Olhando para o futebol que acontece no Brasil de hoje, tendo a achar que sim, e não pela parte espiritual da coisa, mas pela ausência dela. Espiritual era aquele time de 70, com o Gerson fumando feito chaminé, e Rivelino dando dibre em quem passasse pela frente. Nosso futebol hoje se afasta da arte no caminho firme do artesanato, bonitinho, no máximo, e igual. Nosso futebol de hoje é parecido com as belezas que a gente vê em restaurante à beira de estrada, junto com goiabada cascão e lembranças de Itu.
Foi o pastor que deixou o pessoal assim?
Nenhuma seleção foi mais assolada por esse movimento pentecostal que assola o futebol brasileiro do que a do Dunga, com muita reza no vestiário e futebol sofrível em campo, representado em sua leveza pelo bispo Felipe Melo. A atual seleção, do Mano, não se parece com nada que eu tenha visto antes sobre a Terra, e seu único sinal reconhecível é o cabelo indescritível do Neymar.
É com isso que vamos?
No Brasil dos anos 80, quando começa a mudança que nos traz ao sistema atual, o futebol virou grande negócio, mesmo que tocado pelas mesmas forças anacrônicas de sempre, o que quase serve de descrição para o país como um todo. Nesse grande negócio, jogadores, especialmente por terem agentes e representantes que ganham com isso, passaram a valer muito, e, portanto, a ganhar muito dinheiro.
Meninos pobres, dotados subitamente de recursos significativos, novinhos e de miolo mole, equipados com um discurso robotizante e uma vida idem, se tornam o que vemos. Pessoas sem face, com algum ou muito talento, deslizando para lá e para cá, ao sabor do contrato atual, mas sem uma lógica maior que aplique esses recursos em uma cultura futebolística vencedora.
Isso que eu falo descreve o que vocês assistem, ou não?
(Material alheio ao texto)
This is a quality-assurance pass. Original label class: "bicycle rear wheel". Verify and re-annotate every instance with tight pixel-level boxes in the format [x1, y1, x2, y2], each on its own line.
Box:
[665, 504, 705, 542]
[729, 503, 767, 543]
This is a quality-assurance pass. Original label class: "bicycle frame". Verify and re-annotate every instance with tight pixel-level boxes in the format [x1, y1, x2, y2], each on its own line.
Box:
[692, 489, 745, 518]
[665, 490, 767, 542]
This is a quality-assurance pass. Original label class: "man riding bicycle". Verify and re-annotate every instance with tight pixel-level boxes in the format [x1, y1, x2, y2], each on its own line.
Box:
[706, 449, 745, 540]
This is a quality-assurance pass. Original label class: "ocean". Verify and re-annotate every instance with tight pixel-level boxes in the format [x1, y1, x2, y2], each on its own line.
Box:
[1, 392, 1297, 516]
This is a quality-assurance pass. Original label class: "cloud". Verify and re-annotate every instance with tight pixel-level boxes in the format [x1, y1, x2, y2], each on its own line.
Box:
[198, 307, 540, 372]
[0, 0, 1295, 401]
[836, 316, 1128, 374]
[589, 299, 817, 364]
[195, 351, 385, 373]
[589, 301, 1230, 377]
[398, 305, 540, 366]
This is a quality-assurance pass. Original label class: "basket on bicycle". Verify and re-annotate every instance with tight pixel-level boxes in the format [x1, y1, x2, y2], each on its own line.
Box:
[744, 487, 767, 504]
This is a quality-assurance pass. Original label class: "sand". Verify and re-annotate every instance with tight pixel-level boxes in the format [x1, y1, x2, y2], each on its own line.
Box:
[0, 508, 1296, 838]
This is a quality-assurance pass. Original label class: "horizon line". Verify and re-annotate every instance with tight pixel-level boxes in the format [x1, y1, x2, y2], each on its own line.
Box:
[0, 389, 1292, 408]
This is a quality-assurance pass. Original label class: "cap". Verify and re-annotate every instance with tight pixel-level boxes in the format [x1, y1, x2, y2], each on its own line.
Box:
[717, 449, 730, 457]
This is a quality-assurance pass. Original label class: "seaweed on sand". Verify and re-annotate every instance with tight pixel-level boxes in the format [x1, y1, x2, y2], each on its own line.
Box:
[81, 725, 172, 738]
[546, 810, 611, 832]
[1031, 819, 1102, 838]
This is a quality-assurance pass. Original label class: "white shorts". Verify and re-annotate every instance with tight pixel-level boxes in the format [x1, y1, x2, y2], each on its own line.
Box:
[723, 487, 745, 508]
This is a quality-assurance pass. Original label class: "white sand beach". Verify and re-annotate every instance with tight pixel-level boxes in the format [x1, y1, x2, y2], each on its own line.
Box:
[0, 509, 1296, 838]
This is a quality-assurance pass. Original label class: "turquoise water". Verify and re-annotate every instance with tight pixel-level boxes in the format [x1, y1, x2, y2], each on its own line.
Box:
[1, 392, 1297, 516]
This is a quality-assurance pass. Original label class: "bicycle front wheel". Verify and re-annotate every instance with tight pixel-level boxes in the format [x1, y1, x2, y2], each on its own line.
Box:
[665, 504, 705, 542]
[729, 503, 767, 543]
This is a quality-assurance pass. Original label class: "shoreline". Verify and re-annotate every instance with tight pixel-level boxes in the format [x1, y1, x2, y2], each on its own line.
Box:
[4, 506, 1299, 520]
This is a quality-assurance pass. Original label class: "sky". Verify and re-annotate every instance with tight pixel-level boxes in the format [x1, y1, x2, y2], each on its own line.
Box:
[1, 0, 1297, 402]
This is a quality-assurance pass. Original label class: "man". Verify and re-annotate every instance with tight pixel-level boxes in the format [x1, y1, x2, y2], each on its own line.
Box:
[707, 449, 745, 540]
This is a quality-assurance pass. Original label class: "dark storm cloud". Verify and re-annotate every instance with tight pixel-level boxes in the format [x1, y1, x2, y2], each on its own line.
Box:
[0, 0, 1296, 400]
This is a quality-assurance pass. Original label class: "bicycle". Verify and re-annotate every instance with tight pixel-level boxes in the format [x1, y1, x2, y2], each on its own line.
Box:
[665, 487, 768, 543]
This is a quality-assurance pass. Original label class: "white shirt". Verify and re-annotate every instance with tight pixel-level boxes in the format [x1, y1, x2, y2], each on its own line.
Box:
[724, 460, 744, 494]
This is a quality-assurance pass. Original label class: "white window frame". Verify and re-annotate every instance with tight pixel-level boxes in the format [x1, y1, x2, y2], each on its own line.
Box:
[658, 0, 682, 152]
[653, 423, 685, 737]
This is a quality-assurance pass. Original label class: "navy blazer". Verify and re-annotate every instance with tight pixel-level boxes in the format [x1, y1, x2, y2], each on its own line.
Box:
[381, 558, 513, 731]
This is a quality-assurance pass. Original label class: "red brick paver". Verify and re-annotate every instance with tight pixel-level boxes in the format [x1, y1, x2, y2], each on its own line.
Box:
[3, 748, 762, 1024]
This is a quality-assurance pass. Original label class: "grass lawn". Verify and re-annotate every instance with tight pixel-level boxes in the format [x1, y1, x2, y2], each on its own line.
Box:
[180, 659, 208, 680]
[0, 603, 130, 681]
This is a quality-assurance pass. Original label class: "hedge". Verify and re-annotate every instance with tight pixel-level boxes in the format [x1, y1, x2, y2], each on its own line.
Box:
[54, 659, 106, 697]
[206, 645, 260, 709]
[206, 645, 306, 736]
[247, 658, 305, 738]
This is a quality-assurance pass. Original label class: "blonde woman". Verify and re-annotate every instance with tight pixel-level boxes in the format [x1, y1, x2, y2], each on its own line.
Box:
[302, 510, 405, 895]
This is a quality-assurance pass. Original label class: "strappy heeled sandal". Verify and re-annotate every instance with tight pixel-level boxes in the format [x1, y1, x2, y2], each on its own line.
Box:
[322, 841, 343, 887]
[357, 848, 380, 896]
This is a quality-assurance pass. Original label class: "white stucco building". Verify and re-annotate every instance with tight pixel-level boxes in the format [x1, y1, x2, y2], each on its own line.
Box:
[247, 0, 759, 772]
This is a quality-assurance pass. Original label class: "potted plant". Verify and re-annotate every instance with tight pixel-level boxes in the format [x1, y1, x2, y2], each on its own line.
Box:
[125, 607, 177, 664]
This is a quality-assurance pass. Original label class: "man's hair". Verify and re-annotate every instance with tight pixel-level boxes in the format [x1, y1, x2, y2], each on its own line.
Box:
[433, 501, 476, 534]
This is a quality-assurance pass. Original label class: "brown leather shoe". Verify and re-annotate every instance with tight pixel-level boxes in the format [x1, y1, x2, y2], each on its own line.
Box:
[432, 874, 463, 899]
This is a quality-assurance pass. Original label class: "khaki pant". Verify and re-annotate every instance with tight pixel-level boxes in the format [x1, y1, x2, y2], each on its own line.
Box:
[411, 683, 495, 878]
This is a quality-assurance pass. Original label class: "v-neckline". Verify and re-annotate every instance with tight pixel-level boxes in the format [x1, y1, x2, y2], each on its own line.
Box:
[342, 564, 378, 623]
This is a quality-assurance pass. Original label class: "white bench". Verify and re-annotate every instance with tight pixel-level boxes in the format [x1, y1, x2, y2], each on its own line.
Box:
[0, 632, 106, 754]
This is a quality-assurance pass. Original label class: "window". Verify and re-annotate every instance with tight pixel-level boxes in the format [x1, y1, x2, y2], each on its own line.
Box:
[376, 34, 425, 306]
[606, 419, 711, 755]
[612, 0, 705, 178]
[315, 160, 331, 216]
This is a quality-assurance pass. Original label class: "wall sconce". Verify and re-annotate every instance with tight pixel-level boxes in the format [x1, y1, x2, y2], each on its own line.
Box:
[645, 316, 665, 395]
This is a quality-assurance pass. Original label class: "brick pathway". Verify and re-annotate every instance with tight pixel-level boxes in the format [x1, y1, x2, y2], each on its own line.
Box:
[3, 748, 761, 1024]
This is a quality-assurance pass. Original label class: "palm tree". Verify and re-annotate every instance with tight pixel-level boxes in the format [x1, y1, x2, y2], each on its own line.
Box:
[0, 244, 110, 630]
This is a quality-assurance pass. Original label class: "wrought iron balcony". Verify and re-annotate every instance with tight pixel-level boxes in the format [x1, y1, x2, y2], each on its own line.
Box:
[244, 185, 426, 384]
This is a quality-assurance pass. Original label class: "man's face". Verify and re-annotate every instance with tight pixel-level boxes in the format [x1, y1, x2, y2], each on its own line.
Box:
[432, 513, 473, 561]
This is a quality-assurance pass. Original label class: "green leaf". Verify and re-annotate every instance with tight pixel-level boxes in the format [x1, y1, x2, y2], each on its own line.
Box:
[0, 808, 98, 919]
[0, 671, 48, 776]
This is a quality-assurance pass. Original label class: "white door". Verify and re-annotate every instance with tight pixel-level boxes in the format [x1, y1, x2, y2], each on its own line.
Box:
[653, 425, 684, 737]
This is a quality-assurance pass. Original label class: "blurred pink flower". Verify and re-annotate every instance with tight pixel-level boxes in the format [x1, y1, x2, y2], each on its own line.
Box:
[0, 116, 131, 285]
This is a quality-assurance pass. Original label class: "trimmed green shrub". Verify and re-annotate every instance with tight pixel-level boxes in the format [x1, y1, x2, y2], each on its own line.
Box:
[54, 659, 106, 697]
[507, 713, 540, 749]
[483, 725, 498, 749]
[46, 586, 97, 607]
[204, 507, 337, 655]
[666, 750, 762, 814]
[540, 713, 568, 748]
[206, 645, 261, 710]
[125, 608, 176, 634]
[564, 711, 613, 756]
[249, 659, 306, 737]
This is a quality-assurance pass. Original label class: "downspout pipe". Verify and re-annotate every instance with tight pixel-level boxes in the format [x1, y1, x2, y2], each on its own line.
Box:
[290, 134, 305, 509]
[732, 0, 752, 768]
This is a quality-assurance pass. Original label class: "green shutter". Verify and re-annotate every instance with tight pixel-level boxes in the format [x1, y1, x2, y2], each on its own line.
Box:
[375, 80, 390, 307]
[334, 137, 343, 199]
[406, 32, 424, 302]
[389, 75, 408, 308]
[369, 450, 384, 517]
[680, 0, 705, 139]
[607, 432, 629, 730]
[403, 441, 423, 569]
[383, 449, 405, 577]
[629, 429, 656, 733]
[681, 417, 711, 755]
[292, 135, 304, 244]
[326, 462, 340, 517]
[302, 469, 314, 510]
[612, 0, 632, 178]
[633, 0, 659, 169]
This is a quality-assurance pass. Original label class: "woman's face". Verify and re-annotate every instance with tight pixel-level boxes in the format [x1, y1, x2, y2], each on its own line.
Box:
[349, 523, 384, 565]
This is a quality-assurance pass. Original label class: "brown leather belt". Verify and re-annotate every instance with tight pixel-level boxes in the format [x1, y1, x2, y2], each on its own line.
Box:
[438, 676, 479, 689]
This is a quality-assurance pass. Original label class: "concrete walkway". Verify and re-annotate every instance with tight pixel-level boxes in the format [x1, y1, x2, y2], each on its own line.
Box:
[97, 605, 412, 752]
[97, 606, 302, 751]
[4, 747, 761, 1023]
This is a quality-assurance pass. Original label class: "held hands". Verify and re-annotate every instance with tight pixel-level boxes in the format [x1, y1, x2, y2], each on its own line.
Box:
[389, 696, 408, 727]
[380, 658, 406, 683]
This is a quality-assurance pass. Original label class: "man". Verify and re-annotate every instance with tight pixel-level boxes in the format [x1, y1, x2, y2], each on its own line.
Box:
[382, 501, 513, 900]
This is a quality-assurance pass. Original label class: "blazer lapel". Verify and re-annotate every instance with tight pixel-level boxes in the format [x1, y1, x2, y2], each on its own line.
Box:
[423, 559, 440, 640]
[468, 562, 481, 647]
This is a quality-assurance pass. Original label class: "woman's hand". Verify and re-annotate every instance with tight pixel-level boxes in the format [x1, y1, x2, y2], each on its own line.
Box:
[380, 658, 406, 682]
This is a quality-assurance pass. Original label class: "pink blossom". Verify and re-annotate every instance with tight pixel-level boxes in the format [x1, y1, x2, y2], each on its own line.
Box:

Na política isso equivale ao que vemos num partido como o PR, de um Garotinho, de um Magno Malta, de um Alfredo Nascimento, de um Aurélio Miguel, agora acusado de jogo pra lá de irregular aqui em São Paulo. A feiúra assume muitas formas, não é mesmo? No futebol temos isso, o que era colorido e rico, dotado de uma capacidade enorme de superar suas próprias deficiências, se torna uma indústria, onde jogadores são insumos e os patos somos nós, não os patos.
Na Copa, esse conjunto de transforma numa incrível soma que celebra não o nosso melhor, que existe e está por aí, mas o nosso pior. Vamos gastar muito, gastar mal, deixar de construir coisas essenciais para construir coisas desnecessárias, e, colocando em campo nossos andróides e sua ideologia confusa baseada em uma versão da bíblia, vamos mais uma vez dar vexame, querem apostar?
Dos outros lados você vê movimentos como o da Alemanha, mudando radicalmente a sua forma de fazer as coisas em campo, com um time culturalmente diverso e futebolisticamente concentrado em vencer bonito. Temos a Espanha, que conseguiu transformar as suas deficiências – falta de agudeza na frente – em virtude. Temos Portugal, criando exuberâncias onde havia um fado. A Argentina recentemente parece ter relembrado para que serve o dulce crema de leche que leva no sangue, para nosso azar.
Em nenhum desses times, dessas culturas, eu vejo peças sendo substituídas e sendo todas assustadoramente iguais.
É isso que estamos nos tornando, estimadíssimos leitores? Um país que sempre teve na sua desordem o seu progresso, agora impõe essa ordem idiotizante como norma?
Nossa música era o que era porque o morro era o que era, e o asfalto tinha de onde tirar a sua intensidade, adicionando contenção e o rostinho bonito do Tom Jobim. De onde vem agora o caldo para engrossar a sopa? De coisas como Michel Teló e Los Hermanos?
Sofremos, eu acho, um processo de uniformização, a partir de idéias simples o bastante para serem repetidas sem que representem coisa alguma. Assim, estimados leitores, se vai até a esquina, não se consegue sequer dobrar a esquina para ver o que existe de alternativa. Assim, os lemingues, aqueles ratinhos da tundra, se jogam no mar, apenas por não conseguirem pensar em alternativas.
Aqueles jogadores, mãozinha pra cima e dízimo em dia, me lembram disso, estimados leitores. Lemingues, entrando em campo e indo a lugar nenhum.
Esse zagueiro que os atormenta, que isso fique claro, é contra.